The first time you write a database from scratch, the part you don't expect to spend the most time on is the file. Not the parser, not the optimizer, not joins — the file. The shape of the bytes on disk constrains every other decision you make for the rest of the project's life. Get it wrong early and every later feature is a tax.
This post is a walkthrough of how SQLRite currently stores rows on disk. It covers the four things that, together, are the whole storage subsystem:
- The page — a fixed-size unit on disk.
- The cell — how a single row is encoded into a page.
- The B-tree — how cells across many pages are organized.
- The pager and the WAL — how changes get from RAM to disk without corrupting anything when the lights go out.

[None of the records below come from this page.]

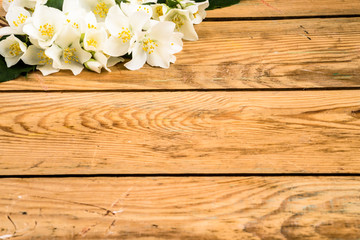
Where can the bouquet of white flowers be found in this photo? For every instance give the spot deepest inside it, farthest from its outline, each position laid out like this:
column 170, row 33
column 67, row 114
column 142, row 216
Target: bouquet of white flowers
column 52, row 35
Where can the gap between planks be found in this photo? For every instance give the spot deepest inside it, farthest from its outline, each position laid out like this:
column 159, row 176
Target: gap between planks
column 177, row 132
column 181, row 208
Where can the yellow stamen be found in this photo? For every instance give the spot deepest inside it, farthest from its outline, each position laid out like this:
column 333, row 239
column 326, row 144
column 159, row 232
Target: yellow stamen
column 69, row 55
column 140, row 8
column 43, row 58
column 125, row 35
column 178, row 20
column 159, row 11
column 90, row 26
column 15, row 49
column 47, row 30
column 149, row 45
column 21, row 19
column 92, row 42
column 101, row 9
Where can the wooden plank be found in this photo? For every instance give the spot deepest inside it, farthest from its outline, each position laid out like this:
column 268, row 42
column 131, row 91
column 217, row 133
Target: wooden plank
column 244, row 54
column 180, row 132
column 273, row 8
column 285, row 8
column 181, row 208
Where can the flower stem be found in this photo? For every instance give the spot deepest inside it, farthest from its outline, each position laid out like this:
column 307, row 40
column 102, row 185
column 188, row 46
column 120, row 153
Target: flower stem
column 3, row 19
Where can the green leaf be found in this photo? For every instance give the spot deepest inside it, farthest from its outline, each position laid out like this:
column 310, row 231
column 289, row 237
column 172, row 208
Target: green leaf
column 213, row 3
column 15, row 71
column 55, row 4
column 220, row 3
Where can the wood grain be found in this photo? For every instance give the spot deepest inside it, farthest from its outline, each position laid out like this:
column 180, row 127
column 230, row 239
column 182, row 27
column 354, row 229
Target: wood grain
column 243, row 54
column 271, row 8
column 180, row 132
column 181, row 208
column 286, row 8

If you are coming from "I read about B-trees once" and you want to see what the implementation actually looks like in a working embedded database, this is the post for you. The user-level surface — the SQL this engine accepts, the SDKs that wrap it — lives over in the docs; we'll only refer to it where it matters.
Pages
A SQLRite database is a single file. The file is divided into contiguous 4 KiB pages, numbered starting at 1. Page 0 is a header and Page 1 is the schema page; everything else is allocated on demand to tables and indexes.
Why 4 KiB?
- It matches the page size of every common filesystem (ext4, APFS, NTFS), so a single page write is almost always a single physical write.
- It matches what
pread/pwritesyscalls cost least to issue. - It matches the sweet spot for memory-mapped page caches.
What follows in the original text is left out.